CADIEUX, Sarah Beth, Geological Sciences, Indiana University, 1001 East 10th Street, Bloomington, IN 47405 and KAH, Linda C., Department of Earth & Planetary Sciences, University of Tennessee, Knoxville, TN 37996, sbcadieux@gmail.com

Craters within Arabia Terra, Mars, contain hundreds of meters of layered strata showing systematic alternation between slope- and cliff-forming units. This geomorphic pattern suggests rhythmic deposition of either distinct lithologies or lithologies that experienced differential cementation. Potential origins of these intercrater layered deposits include lacustrine deposition, aeolian deposition, volcanic airfall deposition, and/or impact surge deposition. On Earth, rhythmically deposited strata can be interpreted by examining the behavior of stratal packaging, wherein the interplay of tectonics, sediment deposition and changes in base level results in systematic and predictable stratal patterns.

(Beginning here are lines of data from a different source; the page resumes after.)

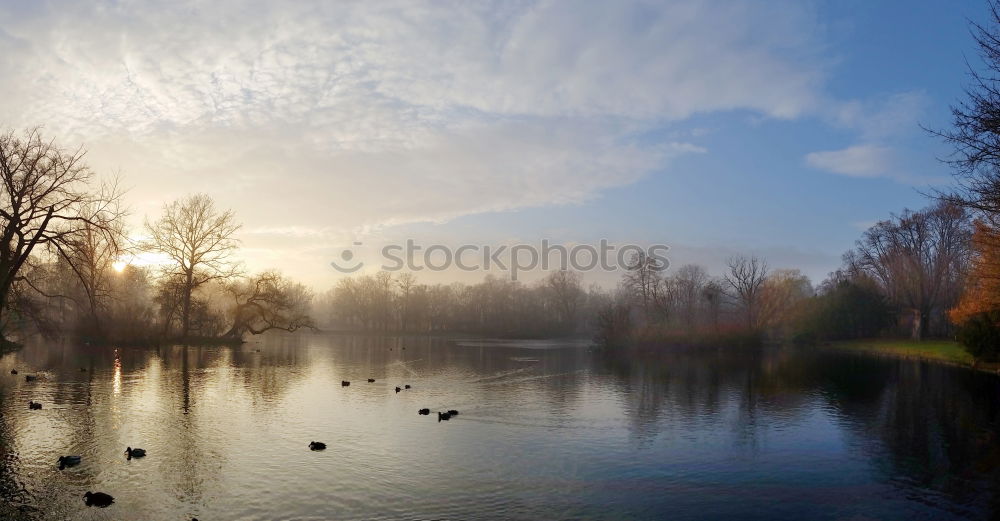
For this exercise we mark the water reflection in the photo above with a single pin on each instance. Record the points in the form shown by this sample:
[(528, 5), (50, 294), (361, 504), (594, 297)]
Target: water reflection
[(545, 431)]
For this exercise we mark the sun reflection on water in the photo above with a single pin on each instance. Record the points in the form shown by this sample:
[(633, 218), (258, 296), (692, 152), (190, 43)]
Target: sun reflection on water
[(117, 375)]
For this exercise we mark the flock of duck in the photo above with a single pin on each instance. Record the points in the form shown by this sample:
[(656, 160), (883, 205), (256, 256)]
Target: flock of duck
[(92, 499), (442, 416), (104, 500)]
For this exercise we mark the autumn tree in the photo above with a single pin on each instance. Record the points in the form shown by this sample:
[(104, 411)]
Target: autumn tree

Keeping in mind the fundamental differences between Earth and Mars (e.g. basin generation via impact and a largely extinct tectonic regime on Mars which demands that packaging of layered strata primarily reflects sediment influx and base level change), similar analysis of stratal packaging may also provide information on martian sedimentary deposition

In a recent study, Lewis et al. (2008) used orbital HiRise imagery and MOLA topographic profiles to examine rhythmic bedding in Becquerel Crater, Arabia Terra. They attributed hierarchical, 10:1 bundles of strata to reflect astronomical forcing of regional climate and environmental conditions. This study, however, examines only small portions of the dramatically rhythmic successions in Arabia Terra, most of which do not show this distinct hierarchical packaging. Here, we present a reanalysis of Becquerel Crater, and compare results with additional crater successions that show very different visual display of strata. Through integration of high-resolution images with MOLA altimetry data, combined with geometric relationships, we estimate stratigraphic thickness to construct stratigraphic columns. These stratigraphic columns, when analyzed for component and cycle thickness, identify distinct intervals and patterns used to interpret and compare stratal packaging. The results of these analyses begin to define a range of depositional processes that may have affected early martian surfaces, extending our understanding of martian sedimentary environments and geologic history.